Mom and Dad, you know that over the years I felt your loss and pain in many ways. But today, in your first home, which became our family's huge graveyard, where virtually all my familial ancestors were killed, I keep thinking about only thing: How in God's name did you have the strength to raise a family and bring me and my sister Yael to this world, and build a home in the land of Israel out of all places, despite all you had to go through -- or perhaps it was because of all you have gone through?

Dad, I was on your street today. At the end of the street I stopped and walked through the alley you lived on. I recalled what you had told me before you died, the horrific experience you shared with me about your life there. And I imagined you donning the Red Army uniform, carrying a rifle over your shoulder; you were looking all around you to see whether anyone from your family had survived, but you could only see non-Jewish Poles, including your neighbors, looking out from homes where Jews once lived, before being evicted to the Ghetto. You were walking to your home feeling devastated, you understood that your home also had new occupants.
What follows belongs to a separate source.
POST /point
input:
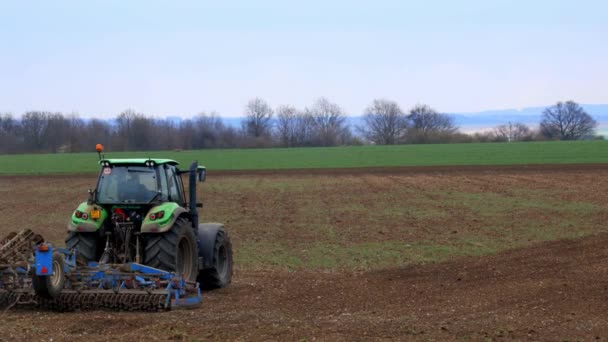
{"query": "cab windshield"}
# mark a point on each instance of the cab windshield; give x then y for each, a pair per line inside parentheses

Father Yehoshua (Shaika) and mother Malka, my dear parents, I don't need words of encouragement and a rationale that would explain why I have chosen to live in Israel and why I have dealt with security matters for the past 45 years. But today, where you were born and raised, I swore to keep the memory alive, to remember everything. It is thanks to you that we have a family tree that branches out from the Dichter and Koniuch families. The Nazis and their collaborators managed to cut many of its branches but not the trunk, which has since grown taller and wider. Two kids, six grandchildren, and 10 nieces and nephews (for now). The cursed soil here was not worthy of you, my dear family. The entire family made aliyah in 1949 and integrated well.

The era in which Jews were murdered for being Jews will never come back. Mom and Dad, as I observe our family's pit of death, I would like to say the simplest words I can come up with: I love you and miss you very much.